14.          Related Party Transactions

The Company recorded other income of $186,000 and $319,000 for the three months ended June 30, 2020 and 2019, respectively, and $316,000 and $484,000 for the six months ended June 30, 2020 and 2019, respectively, under service contracts with a stockholder. The Company had a receivable from the stockholder at June 30, 2020 and December 31, 2019 of $0 and $121,000, respectively.

The Company recorded expense of $301,000 and $351,000 during the three months ended June 30, 2020 and 2019, respectively, and $734,000 and $732,000 for the six months ended June 30, 2020 and 2019, respectively, related to intellectual property and other legal services performed by a related party. The Company owed $126,000 and $69,000 to the related party at June 30, 2020 and December 31, 2019, respectively.

The Company recorded expense of $0.5 million and $1.6 million during the three months ended June 30, 2020 and 2019, respectively, and $1.0 million and $2.0 million for the six months ended June 30, 2020 and 2019, respectively, related to legal services performed by a related party. The Company owed $351,000 and $186,000 to the related party at June 30, 2020 and December 31, 2019, respectively.

The Company recorded research and development expense of $62,000 and $106,000 during the three months ended June 30, 2020 and 2019, respectively, and $127,000 and $213,000 for the six months ended June 30, 2020 and 2019, respectively, under consulting agreements with two members of the Company’s board of directors.
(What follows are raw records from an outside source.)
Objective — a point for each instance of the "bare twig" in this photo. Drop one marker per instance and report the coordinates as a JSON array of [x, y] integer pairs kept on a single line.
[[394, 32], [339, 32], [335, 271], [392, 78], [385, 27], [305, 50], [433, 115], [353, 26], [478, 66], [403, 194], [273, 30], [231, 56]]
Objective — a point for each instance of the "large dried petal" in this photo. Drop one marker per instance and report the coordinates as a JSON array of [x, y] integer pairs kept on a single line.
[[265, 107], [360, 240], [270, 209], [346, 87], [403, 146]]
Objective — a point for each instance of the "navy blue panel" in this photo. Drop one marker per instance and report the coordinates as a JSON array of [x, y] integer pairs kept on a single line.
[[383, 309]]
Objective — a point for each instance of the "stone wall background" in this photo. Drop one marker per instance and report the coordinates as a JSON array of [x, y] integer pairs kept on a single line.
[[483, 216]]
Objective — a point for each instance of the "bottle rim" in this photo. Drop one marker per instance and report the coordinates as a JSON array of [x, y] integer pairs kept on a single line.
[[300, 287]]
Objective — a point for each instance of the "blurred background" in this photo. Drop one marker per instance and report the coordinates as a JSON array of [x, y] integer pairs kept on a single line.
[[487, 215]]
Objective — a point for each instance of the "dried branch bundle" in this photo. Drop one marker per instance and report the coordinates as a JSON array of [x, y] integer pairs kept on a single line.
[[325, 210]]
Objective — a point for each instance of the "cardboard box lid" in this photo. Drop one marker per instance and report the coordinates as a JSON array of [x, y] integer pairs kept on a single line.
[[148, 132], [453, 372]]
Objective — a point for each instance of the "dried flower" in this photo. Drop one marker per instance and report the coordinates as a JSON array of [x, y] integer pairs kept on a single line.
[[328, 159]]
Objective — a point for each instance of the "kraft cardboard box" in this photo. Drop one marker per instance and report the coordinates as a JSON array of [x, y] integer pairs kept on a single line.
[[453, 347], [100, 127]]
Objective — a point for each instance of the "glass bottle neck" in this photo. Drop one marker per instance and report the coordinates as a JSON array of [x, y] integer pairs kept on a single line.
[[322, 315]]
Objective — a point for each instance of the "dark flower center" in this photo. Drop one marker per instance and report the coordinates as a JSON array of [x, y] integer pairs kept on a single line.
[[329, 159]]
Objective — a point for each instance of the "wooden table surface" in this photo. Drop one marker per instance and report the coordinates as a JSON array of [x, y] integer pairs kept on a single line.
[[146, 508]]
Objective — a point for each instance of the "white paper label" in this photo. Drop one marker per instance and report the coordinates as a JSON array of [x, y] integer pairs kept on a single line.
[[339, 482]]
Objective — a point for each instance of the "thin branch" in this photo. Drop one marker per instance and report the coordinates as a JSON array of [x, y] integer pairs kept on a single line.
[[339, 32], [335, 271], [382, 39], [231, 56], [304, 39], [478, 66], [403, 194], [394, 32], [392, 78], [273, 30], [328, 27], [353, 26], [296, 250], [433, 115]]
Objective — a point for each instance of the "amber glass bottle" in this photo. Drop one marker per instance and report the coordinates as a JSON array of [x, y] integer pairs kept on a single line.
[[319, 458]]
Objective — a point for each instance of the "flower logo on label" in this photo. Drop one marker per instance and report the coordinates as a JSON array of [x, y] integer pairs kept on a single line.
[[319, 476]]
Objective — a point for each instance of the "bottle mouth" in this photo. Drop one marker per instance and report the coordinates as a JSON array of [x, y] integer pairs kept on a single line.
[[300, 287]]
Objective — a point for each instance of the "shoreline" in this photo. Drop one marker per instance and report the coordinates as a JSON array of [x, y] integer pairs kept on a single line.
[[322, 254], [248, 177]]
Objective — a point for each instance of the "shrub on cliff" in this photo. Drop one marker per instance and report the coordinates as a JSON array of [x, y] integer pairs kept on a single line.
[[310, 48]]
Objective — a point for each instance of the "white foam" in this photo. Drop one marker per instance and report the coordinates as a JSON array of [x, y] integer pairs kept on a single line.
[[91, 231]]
On August 22, 2019, one of the two members provided the Company with notice of his resignation from the Company’s Board of Directors. The Company owed $12,000 and $73,000 to the members of the Company’s board of directors at June 30, 2020 and December 31, 2019, respectively.

15.          Subsequent Events

The Company has evaluated subsequent events that may require adjustments to or disclosure in the unaudited interim condensed consolidated financial statements through August 12, 2020, the date on which the unaudited interim condensed consolidated financial statements were available to be issued.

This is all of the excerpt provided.